O projeto foi detalhado por um artigo de Nikolaj Petersen, pesquisador da Universidade de Aarhus, na Dinamarca, e publicado no Scandinavian Journal of History. De acordo com ele, o plano do Iceworm foi inspirado pela história de um coronel norueguês naturalizado nos Estados Unidos, Bernt Balchen, que teria sido um dos primeiros a evidenciar o território da Groenlândia como localização estratégica, que se tornaria alvo de uma disputa duradoura entre grandes potências.

Em 1941, os EUA haviam assinado com a Dinamarca, que tinha estado em controle do território desde a primeira década do século XIX, um acordo que dava aos norte-americanos jurisdição para o uso militar da ilha, no início da Guerra Fria. À época da assinatura, o acordo havia sido uma maneira de combater a ocupação nazista do território

Mas ele serviu bem aos interesses posteriores de Balchen, que incentivou a inteligência americana a construir duas bases militares na região e a "guardar" nelas seus arsenais nucleares. Após o fim da Segunda Guerra Mundial, quando a Dinamarca adotou, em 1957, uma política de proibição do emprego e da instalação de armamento nuclear no território, a opção dos EUA foi, então, converter suas bases em um grande "centro de treinamento" militar, o que seria o Camp Century, no ano seguinte.
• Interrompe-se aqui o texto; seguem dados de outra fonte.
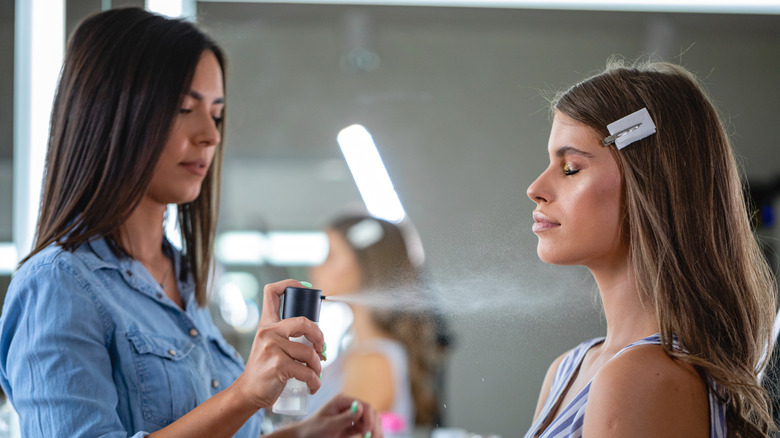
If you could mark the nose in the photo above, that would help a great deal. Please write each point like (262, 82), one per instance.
(538, 190)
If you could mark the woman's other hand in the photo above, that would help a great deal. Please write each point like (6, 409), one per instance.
(274, 358)
(342, 417)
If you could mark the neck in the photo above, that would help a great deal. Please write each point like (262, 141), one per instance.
(628, 318)
(142, 233)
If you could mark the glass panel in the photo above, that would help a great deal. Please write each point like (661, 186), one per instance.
(6, 118)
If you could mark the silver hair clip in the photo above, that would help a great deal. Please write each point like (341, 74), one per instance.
(629, 129)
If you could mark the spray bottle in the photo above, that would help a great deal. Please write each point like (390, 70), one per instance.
(298, 301)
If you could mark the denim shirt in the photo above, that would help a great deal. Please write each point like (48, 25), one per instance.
(90, 346)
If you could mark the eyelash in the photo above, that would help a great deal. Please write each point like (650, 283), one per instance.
(569, 170)
(217, 120)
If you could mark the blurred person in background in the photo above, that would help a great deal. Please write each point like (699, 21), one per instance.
(393, 354)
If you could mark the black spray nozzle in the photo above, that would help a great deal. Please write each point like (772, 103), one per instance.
(301, 301)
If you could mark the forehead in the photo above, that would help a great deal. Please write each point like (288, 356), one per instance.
(569, 132)
(207, 77)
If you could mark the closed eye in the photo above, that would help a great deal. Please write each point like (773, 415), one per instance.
(569, 170)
O Camp Century deveria ser tratado como um campo de pesquisa e uma "área de testes" no Ártico. Seu verdadeiro propósito era, entretanto, acobertar a cidade subterrânea que havia sido Iceworm, com seus mais de 130 quilômetros quadrados, duas mil posições de disparo e 600 mísseis de médio alcance.
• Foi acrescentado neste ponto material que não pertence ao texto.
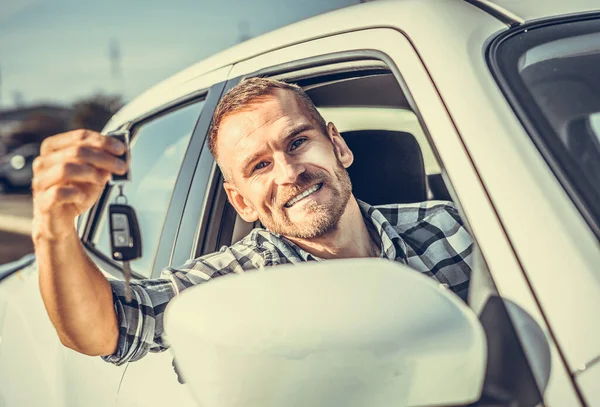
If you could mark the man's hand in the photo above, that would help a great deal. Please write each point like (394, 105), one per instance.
(69, 176)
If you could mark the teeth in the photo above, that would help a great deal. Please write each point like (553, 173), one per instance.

Lá também deveriam morar cerca de 11 mil militares, apoiados por construções civis como um hospital, uma escola e até um cinema, todos abastecidos por geradores nucleares. 

Os mísseis instalados em Camp Century, se lançados contra os soviéticos, seriam suficientes para destruir até "80% dos alvos americanos na URSS e na Europa Ocidental", afirma o Washington Post.

Mas o projeto fracassou: além do alto custo da empreitada, avaliada em US$ 2,37 bilhões na época, as condições ambientais da Groenlândia, com seu comportamento geológico incerto e o frequente derretimento de geleiras, não permitiriam que a cidade subterrânea existisse sem maiores ameaças estruturais.

Abandono definitivo

Portanto, a partir de 1964, o acampamento se tornou menos relevante, até ser abandonado em definitivo três anos depois, em 1967.

A execução do “plano ultrassecreto” de Iceworm foi tornada pública em 1997, e os padrões de derretimento das geleiras da Groenlândia não foram capazes de encobrir todos os resquícios deixados ali pelos militares, que incluíam mais de nove mil toneladas de equipamentos de construção e 200 mil litros de óleo diesel — usados no reator nuclear da base.

Esses "escombros" ficaram lá, metade submersos e eventualmente expostos pelo degelo, e acredita-se que devem ser liberados gradualmente ao longo das décadas — com seu prejuízo ambiental potencializado pelos efeitos do aquecimento global.